Investigating the Role of MicroRNA and Transcription Factor Co-regulatory Networks in Multiple Sclerosis Pathogenesis.

机构信息

National Research Council, Institute of Biomedical Technologies, Bari Unit, 70126 Bari, Italy.
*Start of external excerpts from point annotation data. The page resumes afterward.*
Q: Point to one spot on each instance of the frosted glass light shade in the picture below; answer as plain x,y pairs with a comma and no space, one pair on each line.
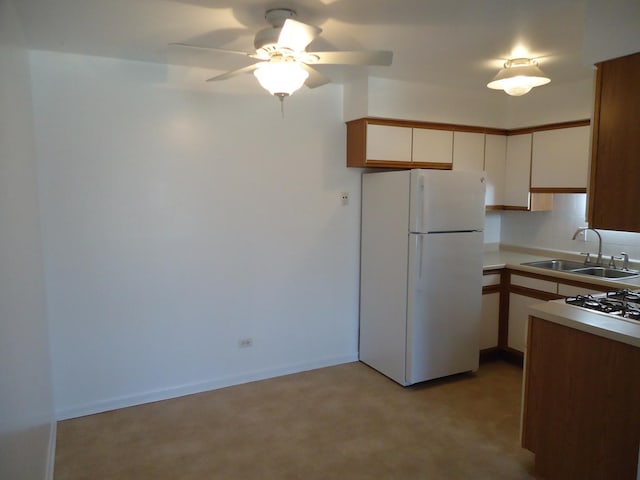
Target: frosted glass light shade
281,78
518,77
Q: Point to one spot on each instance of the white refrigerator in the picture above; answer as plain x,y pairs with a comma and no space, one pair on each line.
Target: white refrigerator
421,272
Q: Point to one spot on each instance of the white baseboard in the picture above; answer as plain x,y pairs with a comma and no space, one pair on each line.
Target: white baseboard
213,384
51,460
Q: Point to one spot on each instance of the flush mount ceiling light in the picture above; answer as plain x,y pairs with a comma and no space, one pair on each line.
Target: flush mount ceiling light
518,77
281,78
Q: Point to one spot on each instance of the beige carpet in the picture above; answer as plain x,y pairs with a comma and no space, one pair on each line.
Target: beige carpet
343,422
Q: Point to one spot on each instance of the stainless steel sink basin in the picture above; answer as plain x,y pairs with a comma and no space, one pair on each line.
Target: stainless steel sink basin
581,269
557,264
606,272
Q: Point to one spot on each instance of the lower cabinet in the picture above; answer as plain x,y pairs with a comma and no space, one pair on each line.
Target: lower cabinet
490,320
581,411
526,290
518,318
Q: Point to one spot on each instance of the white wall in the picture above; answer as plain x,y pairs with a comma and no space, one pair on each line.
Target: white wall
27,430
554,230
415,101
551,103
612,29
177,222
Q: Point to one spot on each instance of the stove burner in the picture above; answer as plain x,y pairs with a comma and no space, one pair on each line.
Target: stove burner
625,295
621,303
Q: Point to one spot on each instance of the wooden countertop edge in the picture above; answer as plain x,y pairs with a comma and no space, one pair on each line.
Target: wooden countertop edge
612,328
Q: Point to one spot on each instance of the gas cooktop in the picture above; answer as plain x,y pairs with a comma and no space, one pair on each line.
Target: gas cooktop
619,303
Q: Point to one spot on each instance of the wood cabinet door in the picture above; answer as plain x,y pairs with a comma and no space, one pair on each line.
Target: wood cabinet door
495,157
517,171
432,146
468,151
613,196
388,143
490,320
560,159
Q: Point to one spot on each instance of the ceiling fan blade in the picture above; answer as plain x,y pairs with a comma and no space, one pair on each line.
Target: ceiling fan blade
233,73
315,79
361,57
296,35
214,49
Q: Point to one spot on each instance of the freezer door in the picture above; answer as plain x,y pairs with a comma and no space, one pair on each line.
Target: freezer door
446,201
444,304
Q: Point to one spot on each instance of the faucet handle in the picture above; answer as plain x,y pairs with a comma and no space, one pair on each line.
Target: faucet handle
612,261
625,260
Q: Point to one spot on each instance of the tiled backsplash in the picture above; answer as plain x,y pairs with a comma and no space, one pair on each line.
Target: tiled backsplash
553,230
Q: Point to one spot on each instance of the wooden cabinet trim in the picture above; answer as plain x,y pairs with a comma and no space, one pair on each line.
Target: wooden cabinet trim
549,126
557,190
429,125
468,128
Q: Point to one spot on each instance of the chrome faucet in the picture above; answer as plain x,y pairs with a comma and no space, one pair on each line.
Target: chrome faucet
582,229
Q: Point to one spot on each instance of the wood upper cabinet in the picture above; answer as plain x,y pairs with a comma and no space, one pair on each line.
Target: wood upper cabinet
495,159
517,177
517,171
615,162
468,151
560,159
433,147
398,144
388,143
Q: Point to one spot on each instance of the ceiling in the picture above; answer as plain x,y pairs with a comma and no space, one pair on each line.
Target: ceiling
460,43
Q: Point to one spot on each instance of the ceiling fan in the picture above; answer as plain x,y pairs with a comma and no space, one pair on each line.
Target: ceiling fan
283,63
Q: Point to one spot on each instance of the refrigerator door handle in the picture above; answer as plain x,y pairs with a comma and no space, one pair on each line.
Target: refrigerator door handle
419,203
420,239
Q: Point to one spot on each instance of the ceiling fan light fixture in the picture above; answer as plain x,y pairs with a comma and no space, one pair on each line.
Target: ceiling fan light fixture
518,77
281,78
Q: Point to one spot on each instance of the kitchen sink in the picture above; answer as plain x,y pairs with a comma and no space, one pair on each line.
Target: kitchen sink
606,272
557,264
581,269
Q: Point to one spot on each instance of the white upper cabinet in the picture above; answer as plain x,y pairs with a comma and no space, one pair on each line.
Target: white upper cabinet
432,146
516,175
388,143
560,159
468,151
495,157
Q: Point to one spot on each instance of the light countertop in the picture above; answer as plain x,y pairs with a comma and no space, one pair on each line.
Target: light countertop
613,328
512,257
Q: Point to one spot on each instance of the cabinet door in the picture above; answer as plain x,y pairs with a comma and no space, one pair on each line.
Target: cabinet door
518,318
432,146
613,199
468,151
495,156
490,320
517,171
560,158
388,143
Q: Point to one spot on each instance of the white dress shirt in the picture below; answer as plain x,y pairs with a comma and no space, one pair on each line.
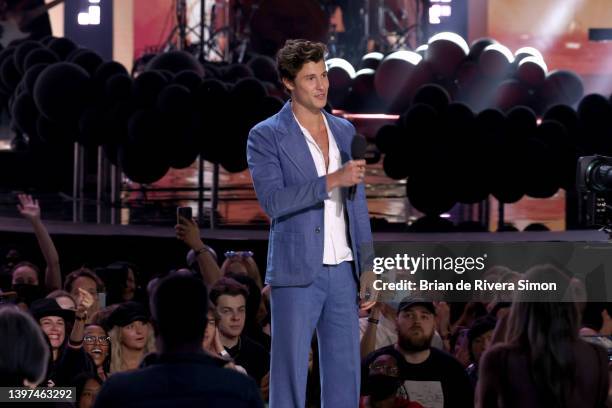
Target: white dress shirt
335,243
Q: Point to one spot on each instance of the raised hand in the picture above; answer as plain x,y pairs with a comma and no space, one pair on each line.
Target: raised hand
188,232
28,207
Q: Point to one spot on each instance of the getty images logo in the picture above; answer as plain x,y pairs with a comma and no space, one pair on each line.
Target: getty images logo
92,15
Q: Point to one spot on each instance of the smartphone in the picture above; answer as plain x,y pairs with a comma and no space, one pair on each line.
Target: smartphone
8,297
183,212
102,299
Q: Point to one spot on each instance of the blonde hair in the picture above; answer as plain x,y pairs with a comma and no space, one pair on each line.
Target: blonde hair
117,364
249,265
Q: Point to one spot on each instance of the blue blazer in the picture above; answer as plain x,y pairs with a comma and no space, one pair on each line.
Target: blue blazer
292,194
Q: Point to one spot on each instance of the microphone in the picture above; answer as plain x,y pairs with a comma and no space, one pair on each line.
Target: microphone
358,149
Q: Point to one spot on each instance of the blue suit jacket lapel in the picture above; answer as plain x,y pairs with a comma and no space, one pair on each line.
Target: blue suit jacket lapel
341,139
293,143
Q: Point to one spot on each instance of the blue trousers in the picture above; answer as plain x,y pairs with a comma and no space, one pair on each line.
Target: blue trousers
329,305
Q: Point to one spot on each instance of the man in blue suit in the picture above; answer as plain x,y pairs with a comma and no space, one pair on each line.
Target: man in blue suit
320,237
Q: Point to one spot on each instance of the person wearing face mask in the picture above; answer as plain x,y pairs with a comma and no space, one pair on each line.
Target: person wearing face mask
383,384
131,336
25,275
428,376
87,387
67,357
23,349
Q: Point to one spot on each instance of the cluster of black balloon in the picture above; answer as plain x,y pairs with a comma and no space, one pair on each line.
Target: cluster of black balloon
485,75
452,155
177,109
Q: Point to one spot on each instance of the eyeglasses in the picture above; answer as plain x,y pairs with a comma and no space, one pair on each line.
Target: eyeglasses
99,339
242,254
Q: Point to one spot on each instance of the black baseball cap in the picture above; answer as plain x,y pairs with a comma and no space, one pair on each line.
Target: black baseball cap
407,303
49,307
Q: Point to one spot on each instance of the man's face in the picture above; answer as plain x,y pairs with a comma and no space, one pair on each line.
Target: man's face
232,310
135,335
130,286
415,328
310,86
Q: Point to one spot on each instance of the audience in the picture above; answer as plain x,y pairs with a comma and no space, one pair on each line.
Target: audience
241,263
230,298
543,362
182,374
24,353
429,376
197,348
87,388
479,339
63,298
25,275
87,280
67,357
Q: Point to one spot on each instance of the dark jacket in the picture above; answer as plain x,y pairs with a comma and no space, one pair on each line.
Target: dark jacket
180,380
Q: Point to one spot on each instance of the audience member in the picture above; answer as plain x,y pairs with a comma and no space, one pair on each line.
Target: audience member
120,282
67,357
25,275
87,387
182,374
241,263
87,280
429,376
252,327
24,353
63,298
230,298
131,336
479,340
188,232
543,363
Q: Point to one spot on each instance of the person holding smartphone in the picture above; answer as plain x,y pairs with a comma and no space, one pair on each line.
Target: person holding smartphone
187,231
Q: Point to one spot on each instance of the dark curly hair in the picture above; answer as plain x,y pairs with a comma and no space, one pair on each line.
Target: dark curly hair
295,53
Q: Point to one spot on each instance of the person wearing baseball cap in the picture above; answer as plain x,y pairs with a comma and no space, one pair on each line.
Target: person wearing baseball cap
429,376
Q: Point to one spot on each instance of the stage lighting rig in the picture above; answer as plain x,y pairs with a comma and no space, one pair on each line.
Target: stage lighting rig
594,184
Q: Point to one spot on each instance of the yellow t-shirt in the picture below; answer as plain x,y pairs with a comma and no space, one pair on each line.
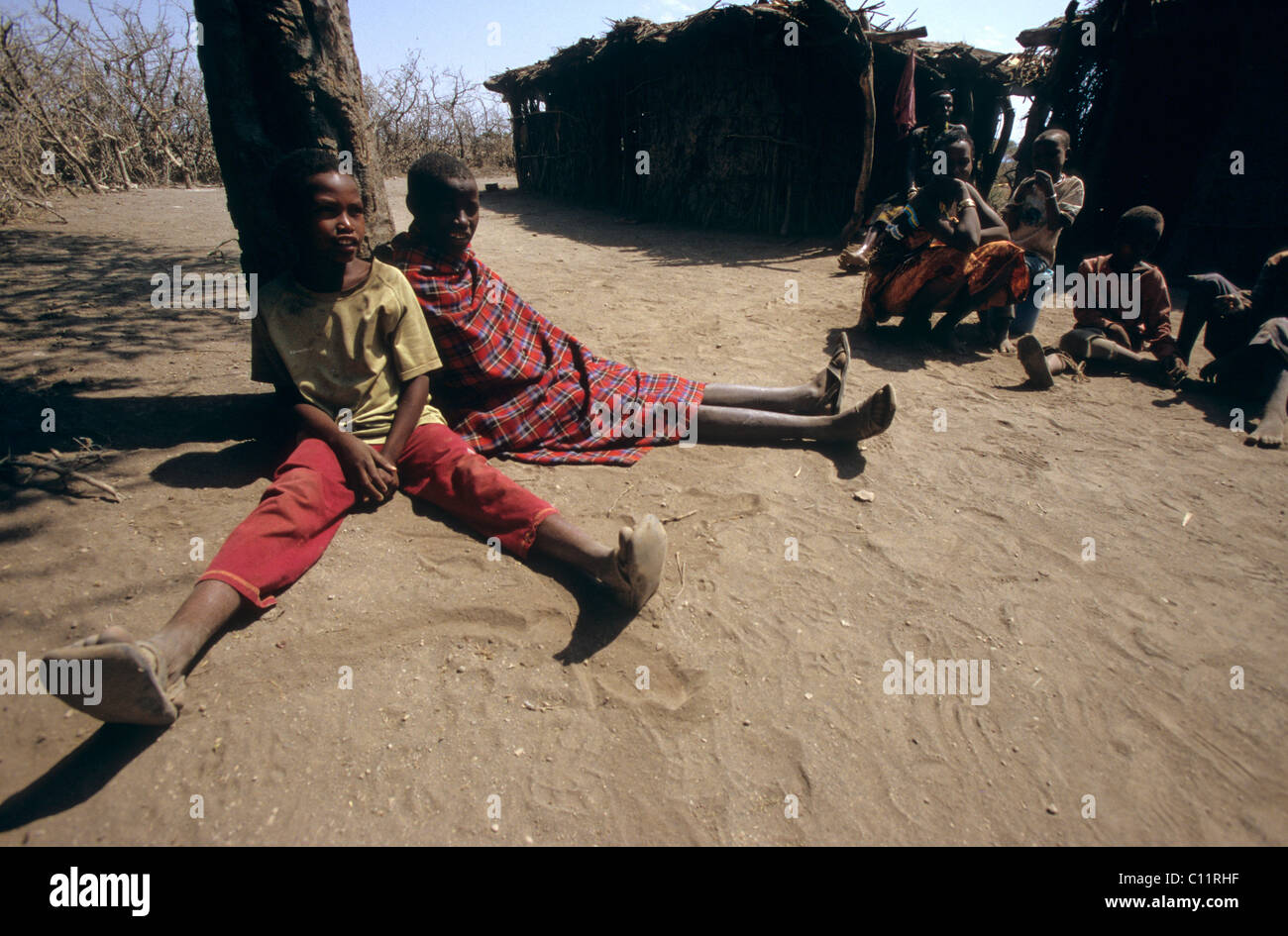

National Research Council, Institute of Biomedical Technologies, Segrate Unit, 20090 Milan, Italy.

出版信息

Int J Mol Sci. 2018 Nov 20;19(11):3652. doi: 10.3390/ijms19113652.

DOI:10.3390/ijms19113652
PMID:30463275
原文链接:https://pmc.ncbi.nlm.nih.gov/articles/PMC6274935/
Abstract

MicroRNAs (miRNAs) and transcription factors (TFs) play key roles in complex multifactorial diseases like multiple sclerosis (MS). Starting from the miRNomic profile previously associated with a cohort of pediatric MS (PedMS) patients, we applied a combined molecular and computational approach in order to verify published data in patients with adult-onset MS (AOMS). Six out of the 13 selected miRNAs (miR-320a, miR-125a-5p, miR-652-3p, miR-185-5p, miR-942-5p, miR-25-3p) were significantly upregulated in PedMS and AOMS patients, suggesting that they may be considered circulating biomarkers distinctive of the disease independently from age. A computational and unbiased miRNA-based screening of target genes not necessarily associated to MS was then performed in order to provide an extensive view of the genetic mechanisms underlying the disease. A comprehensive MS-specific miRNA-TF co-regulatory network was hypothesized; among others, SP1, RELA, NF-κB, TP53, AR, MYC, HDAC1, and STAT3 regulated the transcription of 61 targets. Interestingly, NF-κB and STAT3 cooperatively regulate the expression of immune response genes and control the cross-talk between inflammatory and immune cells. Further functional analysis will be performed on the identified critical hubs. Above all, in our view, this approach supports the need of multidisciplinary strategies for shedding light into the pathogenesis of MS.

摘要

微小 RNA(miRNA)和转录因子(TF)在多发性硬化症(MS)等复杂多因素疾病中发挥着关键作用。我们从之前与儿科 MS(PedMS)患者队列相关的 miRNA 组学特征开始,应用了一种综合的分子和计算方法,以验证成人发病 MS(AOMS)患者的已发表数据。在 PedMS 和 AOMS 患者中,有 6 个选定的 miRNA(miR-320a、miR-125a-5p、miR-652-3p、miR-185-5p、miR-942-5p、miR-25-3p)显著上调,这表明它们可能被认为是与年龄无关的疾病独特的循环生物标志物。然后,我们进行了基于 miRNA 的无偏靶基因筛选计算,以提供对疾病潜在遗传机制的广泛了解。假设了一个全面的 MS 特异性 miRNA-TF 共调控网络;其中,SP1、RELA、NF-κB、TP53、AR、MYC、HDAC1 和 STAT3 调节 61 个靶基因的转录。有趣的是,NF-κB 和 STAT3 共同调节免疫反应基因的表达,并控制炎症和免疫细胞之间的串扰。将对鉴定出的关键枢纽进行进一步的功能分析。总之,在我们看来,这种方法支持需要采用多学科策略来阐明 MS 的发病机制。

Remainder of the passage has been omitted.